Posts Tagged ‘lavender genome sequencing’

BC Lavender Workshop

October 29th, 2014 by Jacki

Ping Liang, Victor Gonzalez and Soheil Mahmoud at the 2014 BC Lavender Workshop

Dr. Ping Liang, Victor Gonzalez and Dr. Soheil Mahmoud visit the lavender research plot at the University of BC, Kelowna during the 2014 BC Lavender Workshop

Victor is back from the Lavender Workshop in Kelowna, B.C.. The workshop included growers, marketers and biological researchers and was very enlightening. Of particular interest was the research they are conducting on the plants and the essential oils produced particularly by the Grosso variety. In a segment presented by Dr. Soheil Mahmoud and Lauren Erland from the Department of Biology,  Univ. of BC, Kelowna it was shown that Grosso produces up to six times more oil than related species. These essential oils are used in personal care products, cosmetics, aromatherapy and alternative medicines. According to Dr. Mahmoud,  there are also indications that these oils might have additional use industrial applications. Ping Liang, Associate Professor for the Department of Biological Sciences at Brock University in Ontario spoke about their work in genomic sequencing, the recent lavender genome project and some future applications of the genome sequencing data gathered. This time consuming and expensive research can only mean good things for the lavender industry worldwide.
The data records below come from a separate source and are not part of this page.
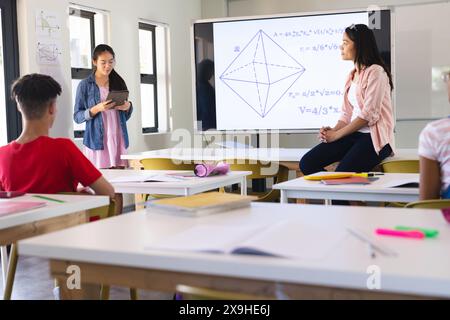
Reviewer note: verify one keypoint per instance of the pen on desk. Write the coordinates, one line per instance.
(401, 233)
(49, 199)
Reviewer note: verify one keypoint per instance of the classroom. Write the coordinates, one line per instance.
(224, 150)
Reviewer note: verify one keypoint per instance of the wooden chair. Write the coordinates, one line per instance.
(165, 164)
(256, 168)
(93, 214)
(194, 293)
(430, 204)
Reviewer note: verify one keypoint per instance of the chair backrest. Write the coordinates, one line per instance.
(166, 164)
(430, 204)
(100, 212)
(194, 293)
(400, 166)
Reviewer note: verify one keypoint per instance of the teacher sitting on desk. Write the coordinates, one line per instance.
(363, 136)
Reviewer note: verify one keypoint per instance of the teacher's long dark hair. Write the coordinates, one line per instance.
(116, 82)
(367, 52)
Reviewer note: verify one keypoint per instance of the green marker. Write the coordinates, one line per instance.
(429, 233)
(49, 199)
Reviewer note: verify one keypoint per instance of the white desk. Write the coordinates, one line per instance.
(182, 188)
(379, 190)
(53, 216)
(420, 269)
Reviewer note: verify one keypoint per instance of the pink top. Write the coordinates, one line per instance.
(113, 142)
(373, 94)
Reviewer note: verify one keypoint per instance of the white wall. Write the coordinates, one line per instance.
(124, 17)
(406, 131)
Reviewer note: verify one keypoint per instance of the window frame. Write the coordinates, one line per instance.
(83, 73)
(11, 69)
(151, 78)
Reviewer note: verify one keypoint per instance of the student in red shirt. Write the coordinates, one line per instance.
(36, 163)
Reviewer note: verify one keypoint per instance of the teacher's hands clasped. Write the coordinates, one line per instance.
(328, 134)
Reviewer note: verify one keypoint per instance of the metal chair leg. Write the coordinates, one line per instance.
(104, 295)
(133, 294)
(4, 253)
(11, 272)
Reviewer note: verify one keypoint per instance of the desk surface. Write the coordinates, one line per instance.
(421, 267)
(385, 182)
(379, 190)
(73, 203)
(191, 185)
(262, 154)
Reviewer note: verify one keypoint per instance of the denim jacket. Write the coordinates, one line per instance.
(88, 95)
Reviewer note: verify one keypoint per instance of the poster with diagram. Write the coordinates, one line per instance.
(48, 24)
(48, 35)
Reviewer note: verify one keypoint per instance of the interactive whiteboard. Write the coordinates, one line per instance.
(281, 73)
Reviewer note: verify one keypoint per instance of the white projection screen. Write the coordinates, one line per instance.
(283, 73)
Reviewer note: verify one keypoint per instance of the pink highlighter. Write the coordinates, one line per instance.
(206, 170)
(401, 233)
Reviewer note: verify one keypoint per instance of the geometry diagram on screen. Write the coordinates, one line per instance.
(48, 53)
(262, 73)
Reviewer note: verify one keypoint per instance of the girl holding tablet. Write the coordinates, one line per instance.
(106, 135)
(364, 134)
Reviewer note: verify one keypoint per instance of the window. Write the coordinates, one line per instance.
(82, 43)
(149, 89)
(10, 120)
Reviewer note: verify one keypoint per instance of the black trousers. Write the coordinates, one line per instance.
(354, 152)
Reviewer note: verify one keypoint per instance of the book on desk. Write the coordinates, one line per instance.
(201, 204)
(10, 207)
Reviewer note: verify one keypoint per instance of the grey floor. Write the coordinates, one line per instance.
(33, 282)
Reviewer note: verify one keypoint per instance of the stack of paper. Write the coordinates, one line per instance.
(202, 204)
(9, 207)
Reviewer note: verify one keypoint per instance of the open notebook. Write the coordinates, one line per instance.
(9, 207)
(286, 239)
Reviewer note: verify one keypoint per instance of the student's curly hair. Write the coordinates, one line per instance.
(34, 93)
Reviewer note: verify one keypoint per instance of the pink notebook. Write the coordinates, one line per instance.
(351, 180)
(8, 207)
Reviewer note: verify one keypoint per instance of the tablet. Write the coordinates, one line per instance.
(119, 97)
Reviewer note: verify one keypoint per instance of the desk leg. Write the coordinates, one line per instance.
(283, 196)
(244, 186)
(138, 198)
(4, 264)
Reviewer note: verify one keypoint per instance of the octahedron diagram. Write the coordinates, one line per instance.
(262, 73)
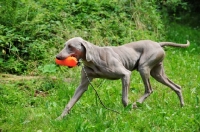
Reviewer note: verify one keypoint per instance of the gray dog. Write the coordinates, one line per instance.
(145, 56)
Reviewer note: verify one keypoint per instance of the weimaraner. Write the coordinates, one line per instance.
(111, 62)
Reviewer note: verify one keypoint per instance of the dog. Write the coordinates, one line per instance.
(117, 62)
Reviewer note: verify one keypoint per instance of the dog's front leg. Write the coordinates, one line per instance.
(125, 87)
(79, 92)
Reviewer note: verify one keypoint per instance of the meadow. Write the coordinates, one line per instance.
(33, 104)
(34, 90)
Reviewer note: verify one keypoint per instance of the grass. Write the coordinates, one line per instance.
(24, 108)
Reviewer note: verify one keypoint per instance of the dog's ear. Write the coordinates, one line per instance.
(89, 50)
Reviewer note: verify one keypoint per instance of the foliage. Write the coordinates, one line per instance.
(32, 31)
(25, 104)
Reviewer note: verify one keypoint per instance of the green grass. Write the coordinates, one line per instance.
(20, 110)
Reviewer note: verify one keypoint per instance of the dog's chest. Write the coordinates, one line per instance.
(102, 72)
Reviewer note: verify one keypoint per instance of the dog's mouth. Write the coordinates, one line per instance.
(78, 60)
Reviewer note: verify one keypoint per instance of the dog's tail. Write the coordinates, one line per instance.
(162, 44)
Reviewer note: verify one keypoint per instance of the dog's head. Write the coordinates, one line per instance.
(76, 47)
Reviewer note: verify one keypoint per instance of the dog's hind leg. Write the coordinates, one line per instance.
(158, 73)
(145, 74)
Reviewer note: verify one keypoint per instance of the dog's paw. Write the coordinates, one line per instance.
(59, 118)
(134, 106)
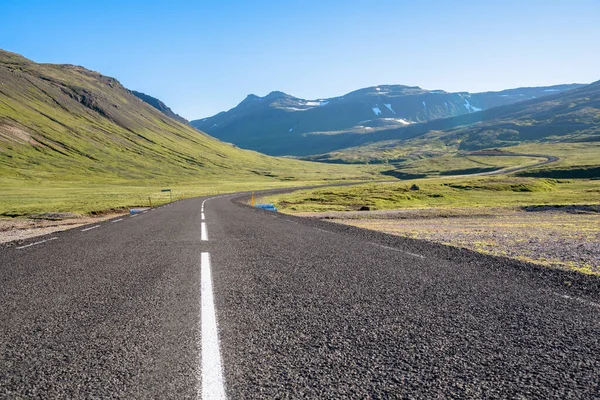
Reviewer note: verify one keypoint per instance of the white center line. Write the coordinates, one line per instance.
(212, 381)
(33, 244)
(93, 227)
(203, 233)
(398, 250)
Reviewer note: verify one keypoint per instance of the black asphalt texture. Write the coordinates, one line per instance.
(306, 310)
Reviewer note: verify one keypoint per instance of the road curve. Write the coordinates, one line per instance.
(302, 309)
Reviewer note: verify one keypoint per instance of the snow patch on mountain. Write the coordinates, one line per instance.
(471, 108)
(400, 120)
(297, 109)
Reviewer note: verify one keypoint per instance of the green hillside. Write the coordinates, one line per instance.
(280, 124)
(72, 139)
(564, 125)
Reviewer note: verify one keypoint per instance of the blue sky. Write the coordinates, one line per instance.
(202, 57)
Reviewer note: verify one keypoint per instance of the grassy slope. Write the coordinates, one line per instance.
(74, 140)
(443, 193)
(566, 125)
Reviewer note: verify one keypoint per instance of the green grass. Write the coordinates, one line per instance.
(74, 140)
(442, 193)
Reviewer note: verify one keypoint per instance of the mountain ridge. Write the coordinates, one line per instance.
(279, 123)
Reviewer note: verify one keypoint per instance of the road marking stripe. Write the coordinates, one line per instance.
(33, 244)
(213, 383)
(93, 227)
(203, 233)
(398, 250)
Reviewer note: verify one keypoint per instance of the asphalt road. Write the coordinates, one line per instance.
(260, 305)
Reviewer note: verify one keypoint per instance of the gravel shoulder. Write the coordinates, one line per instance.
(566, 238)
(17, 229)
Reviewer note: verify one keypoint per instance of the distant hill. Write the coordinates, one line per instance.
(566, 117)
(280, 124)
(65, 123)
(159, 105)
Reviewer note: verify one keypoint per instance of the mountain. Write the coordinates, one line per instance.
(160, 106)
(280, 124)
(68, 126)
(569, 120)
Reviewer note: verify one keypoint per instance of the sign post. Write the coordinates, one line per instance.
(170, 192)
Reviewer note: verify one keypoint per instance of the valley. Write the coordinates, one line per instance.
(299, 200)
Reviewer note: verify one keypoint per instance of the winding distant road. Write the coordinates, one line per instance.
(210, 299)
(548, 160)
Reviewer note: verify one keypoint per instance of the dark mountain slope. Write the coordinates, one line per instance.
(160, 106)
(282, 124)
(67, 123)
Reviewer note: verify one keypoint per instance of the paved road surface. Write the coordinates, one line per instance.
(302, 309)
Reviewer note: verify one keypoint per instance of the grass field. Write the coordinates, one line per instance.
(567, 238)
(443, 193)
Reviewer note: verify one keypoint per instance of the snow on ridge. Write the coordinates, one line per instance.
(400, 120)
(315, 103)
(297, 109)
(471, 108)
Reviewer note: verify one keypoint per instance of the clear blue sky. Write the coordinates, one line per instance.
(202, 57)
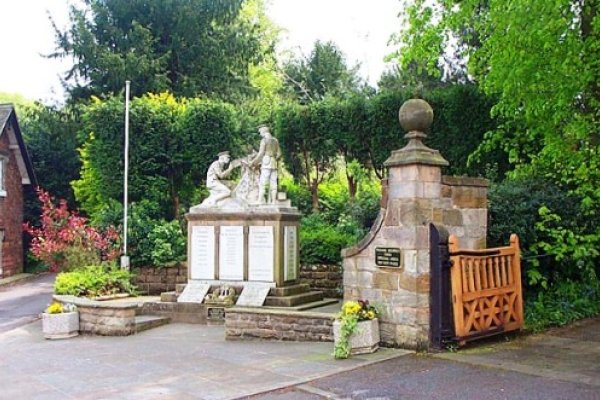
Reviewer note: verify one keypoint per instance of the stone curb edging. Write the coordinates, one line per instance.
(19, 278)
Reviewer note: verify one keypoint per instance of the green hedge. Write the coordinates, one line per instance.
(93, 281)
(322, 243)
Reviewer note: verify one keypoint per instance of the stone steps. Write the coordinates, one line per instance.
(289, 290)
(145, 322)
(169, 297)
(293, 300)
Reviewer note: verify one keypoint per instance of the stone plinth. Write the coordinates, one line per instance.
(257, 244)
(106, 318)
(265, 324)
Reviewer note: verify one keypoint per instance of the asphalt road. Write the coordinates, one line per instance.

In addition to the academic presentations, by Dr. Mahmoud, Dr. Liang, Lauren Erland, Ayelign Mengesha and Lukman Sarker, Victor spoke about the characteristics of the typical US lavender farm and issues facing the lavender industry. Ben Sutton of Sacred Mountain Lavender provided an overview of their business and operations and Andrea McFadden of the Okanagan Lavender Herb Farm spoke on overcoming the challenges facing small scale lavender farms working to create a successful agro-tourism business.

We hope to find a way to assist these dedicated people in their research to advance lavender and it’s many possible uses. We will continue to stay in contact with them, perhaps we can help by supplying some plants for their research gardens. This research can only help the lavender growers and the industry. Just think about the possibilities.